In common with the earlier Pre-Raphaelite painters, minute detail and rich colours predominated in Cowper's work, and his output in early years appears to have been small (he only exhibited one or two pictures each year at the Academy until 1913). Following the example of the Pre-Raphaelite, William Holman Hunt, Cowper took immense trouble researching his subjects, travelling to Assisi before painting St Francis of Assisi and the Heavenly Melody, and having a grave dug for his depiction of Hamlet - the churchyard scene, exhibited in 1902.

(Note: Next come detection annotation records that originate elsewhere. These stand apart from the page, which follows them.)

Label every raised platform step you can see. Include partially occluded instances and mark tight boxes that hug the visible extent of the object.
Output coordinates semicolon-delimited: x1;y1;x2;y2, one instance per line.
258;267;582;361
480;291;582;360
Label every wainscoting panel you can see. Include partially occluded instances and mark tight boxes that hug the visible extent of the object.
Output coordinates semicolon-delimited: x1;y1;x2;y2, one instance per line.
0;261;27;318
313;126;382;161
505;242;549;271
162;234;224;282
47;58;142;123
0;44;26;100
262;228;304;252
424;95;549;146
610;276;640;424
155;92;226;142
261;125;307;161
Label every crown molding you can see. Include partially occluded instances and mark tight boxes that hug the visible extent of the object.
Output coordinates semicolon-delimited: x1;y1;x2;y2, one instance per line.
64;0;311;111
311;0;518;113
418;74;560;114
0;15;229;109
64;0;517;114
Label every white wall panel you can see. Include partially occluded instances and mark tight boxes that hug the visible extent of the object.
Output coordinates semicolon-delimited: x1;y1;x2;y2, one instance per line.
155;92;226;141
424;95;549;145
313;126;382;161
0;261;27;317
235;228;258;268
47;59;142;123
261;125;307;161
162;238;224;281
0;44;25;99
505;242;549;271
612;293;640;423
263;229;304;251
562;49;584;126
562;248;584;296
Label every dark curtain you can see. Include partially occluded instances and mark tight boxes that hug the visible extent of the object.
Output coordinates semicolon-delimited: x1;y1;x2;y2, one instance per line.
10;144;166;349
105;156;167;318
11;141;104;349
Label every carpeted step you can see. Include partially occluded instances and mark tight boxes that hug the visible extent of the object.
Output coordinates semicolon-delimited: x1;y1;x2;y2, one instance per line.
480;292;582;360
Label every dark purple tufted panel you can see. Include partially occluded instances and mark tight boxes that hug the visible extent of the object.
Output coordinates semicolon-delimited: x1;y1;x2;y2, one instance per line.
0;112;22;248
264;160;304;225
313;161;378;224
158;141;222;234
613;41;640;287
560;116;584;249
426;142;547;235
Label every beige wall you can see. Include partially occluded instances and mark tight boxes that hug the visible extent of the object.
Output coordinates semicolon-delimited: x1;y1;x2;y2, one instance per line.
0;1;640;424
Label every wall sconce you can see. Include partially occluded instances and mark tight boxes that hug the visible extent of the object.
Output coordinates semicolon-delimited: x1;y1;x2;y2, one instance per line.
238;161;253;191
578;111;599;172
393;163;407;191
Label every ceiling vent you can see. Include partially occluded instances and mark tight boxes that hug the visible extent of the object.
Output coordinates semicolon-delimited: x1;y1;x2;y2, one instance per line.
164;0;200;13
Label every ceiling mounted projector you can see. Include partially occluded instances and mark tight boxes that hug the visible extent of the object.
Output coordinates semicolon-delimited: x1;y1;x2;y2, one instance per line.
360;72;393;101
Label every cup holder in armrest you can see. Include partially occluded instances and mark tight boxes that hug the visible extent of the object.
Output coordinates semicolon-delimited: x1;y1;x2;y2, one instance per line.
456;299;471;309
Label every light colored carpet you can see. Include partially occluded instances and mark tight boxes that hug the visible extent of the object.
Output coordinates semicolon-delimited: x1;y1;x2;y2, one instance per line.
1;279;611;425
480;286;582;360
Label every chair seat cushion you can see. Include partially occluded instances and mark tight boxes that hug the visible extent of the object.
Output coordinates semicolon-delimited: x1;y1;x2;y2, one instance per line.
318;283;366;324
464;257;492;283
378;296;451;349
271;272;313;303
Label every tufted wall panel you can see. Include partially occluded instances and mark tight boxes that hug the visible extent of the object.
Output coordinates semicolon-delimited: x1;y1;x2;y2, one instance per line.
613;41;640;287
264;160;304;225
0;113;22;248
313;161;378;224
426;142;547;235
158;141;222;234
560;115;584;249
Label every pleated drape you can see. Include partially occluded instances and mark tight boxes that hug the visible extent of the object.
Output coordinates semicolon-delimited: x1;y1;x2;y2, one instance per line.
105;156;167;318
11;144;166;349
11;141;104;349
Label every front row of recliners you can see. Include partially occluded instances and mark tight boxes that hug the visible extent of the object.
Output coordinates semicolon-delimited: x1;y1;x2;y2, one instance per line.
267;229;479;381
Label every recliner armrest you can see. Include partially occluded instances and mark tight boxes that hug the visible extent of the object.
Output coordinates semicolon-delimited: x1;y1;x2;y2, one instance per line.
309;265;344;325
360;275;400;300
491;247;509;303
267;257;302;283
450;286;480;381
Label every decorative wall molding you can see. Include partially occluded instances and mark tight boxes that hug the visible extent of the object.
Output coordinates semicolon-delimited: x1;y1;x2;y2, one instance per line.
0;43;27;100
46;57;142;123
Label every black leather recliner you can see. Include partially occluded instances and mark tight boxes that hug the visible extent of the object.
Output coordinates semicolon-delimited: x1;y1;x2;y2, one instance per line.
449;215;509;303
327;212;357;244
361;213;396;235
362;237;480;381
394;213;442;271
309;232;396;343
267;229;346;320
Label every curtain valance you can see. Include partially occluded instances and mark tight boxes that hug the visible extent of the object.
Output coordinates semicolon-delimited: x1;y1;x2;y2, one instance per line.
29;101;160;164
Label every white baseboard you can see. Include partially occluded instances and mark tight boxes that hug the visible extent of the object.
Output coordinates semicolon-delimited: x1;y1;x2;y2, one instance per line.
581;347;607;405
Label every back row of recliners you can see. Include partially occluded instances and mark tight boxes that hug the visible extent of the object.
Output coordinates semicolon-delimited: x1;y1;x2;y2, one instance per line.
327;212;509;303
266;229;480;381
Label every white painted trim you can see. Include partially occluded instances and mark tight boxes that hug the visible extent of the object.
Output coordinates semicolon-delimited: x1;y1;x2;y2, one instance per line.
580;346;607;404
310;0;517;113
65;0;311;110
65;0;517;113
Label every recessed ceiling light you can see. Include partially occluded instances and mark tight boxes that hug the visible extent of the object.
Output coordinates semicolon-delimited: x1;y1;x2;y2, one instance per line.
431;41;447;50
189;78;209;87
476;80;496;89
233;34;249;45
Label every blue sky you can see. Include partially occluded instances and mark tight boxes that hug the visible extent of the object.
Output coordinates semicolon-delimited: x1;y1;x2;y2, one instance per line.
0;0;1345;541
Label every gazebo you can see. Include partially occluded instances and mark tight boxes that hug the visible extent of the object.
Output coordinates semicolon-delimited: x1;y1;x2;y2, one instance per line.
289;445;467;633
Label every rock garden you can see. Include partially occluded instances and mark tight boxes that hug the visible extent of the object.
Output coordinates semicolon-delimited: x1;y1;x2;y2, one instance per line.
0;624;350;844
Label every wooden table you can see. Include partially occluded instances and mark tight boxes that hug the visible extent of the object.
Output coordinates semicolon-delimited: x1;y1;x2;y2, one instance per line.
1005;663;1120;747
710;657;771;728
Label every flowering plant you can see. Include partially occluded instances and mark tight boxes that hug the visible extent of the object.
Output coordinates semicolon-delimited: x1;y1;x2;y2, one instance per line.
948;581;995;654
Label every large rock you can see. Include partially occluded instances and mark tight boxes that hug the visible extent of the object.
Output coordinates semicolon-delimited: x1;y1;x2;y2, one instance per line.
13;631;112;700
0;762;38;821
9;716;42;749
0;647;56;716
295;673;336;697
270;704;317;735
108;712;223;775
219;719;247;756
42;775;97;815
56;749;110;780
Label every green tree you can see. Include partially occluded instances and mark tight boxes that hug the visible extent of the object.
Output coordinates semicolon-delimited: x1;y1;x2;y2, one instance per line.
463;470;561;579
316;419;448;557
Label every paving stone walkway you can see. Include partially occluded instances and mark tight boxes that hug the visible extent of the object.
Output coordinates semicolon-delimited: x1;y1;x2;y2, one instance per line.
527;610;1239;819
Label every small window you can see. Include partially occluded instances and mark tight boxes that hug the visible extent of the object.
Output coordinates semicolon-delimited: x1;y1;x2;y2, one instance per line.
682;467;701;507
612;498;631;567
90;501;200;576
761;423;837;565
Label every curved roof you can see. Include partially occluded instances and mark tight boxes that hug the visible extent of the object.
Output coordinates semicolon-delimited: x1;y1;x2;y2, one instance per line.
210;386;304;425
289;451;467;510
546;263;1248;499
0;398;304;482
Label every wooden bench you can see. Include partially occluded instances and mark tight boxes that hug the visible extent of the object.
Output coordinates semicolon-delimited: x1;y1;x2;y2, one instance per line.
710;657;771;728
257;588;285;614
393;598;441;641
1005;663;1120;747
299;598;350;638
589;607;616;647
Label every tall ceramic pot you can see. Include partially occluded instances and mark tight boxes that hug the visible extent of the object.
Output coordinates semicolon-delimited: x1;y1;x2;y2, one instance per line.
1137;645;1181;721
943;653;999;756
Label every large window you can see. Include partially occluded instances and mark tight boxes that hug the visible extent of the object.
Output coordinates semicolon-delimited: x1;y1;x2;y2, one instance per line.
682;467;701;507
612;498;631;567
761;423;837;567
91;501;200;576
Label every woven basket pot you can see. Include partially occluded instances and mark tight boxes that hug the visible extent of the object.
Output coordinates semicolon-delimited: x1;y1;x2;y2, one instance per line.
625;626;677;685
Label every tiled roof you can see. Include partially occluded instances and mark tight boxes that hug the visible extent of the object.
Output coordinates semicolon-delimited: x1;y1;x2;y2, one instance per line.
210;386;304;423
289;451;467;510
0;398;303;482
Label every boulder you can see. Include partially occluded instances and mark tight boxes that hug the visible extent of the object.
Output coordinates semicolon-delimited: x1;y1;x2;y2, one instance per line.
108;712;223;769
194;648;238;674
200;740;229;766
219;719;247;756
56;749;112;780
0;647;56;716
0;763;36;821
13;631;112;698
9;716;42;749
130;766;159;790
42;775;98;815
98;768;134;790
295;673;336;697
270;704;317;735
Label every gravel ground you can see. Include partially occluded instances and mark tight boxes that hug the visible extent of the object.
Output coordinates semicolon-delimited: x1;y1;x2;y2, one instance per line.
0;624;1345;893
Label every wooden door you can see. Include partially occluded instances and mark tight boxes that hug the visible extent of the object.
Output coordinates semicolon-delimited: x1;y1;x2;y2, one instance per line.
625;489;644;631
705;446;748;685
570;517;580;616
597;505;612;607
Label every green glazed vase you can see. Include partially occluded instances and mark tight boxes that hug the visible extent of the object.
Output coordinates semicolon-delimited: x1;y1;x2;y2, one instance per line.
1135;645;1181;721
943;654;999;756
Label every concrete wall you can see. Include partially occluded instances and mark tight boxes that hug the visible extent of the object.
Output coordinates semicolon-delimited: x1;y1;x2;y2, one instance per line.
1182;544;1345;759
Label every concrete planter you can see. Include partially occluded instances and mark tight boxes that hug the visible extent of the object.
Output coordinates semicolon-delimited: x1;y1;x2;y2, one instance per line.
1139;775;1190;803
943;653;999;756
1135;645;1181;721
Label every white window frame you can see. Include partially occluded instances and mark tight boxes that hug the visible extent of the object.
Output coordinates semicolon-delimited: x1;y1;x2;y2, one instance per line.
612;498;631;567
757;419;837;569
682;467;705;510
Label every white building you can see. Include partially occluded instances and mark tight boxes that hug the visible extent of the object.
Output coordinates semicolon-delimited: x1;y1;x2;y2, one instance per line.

Cowper usually chose historical, literary or religious subjects for his pictures in which it was thought that 'he showed a good deal of invention'. In 1905 St Agnes in Prison receiving from Heaven the 'Shining White Garment' was bought for the Chantrey Bequest (Tate Gallery, London).
Cowper was elected A.R.A in 1907; and was made a R.A. in 1934. In 1910, Cowper was commissioned to paint a mural for the House of Commons depicting a Tudor scene, and in 1912 completed further decorative panels there. In the 1920s he began painting numerous portraits of women, with softer effects and a 'cloying sweetness'. His major patron was Evelyn Waugh.

During the Second World War Cowper moved to Jersey, but later returned to England, and settled in Gloucestershire in 1944. He continued to exhibit until 1957. He died in Cirencester the following year, aged eighty-one.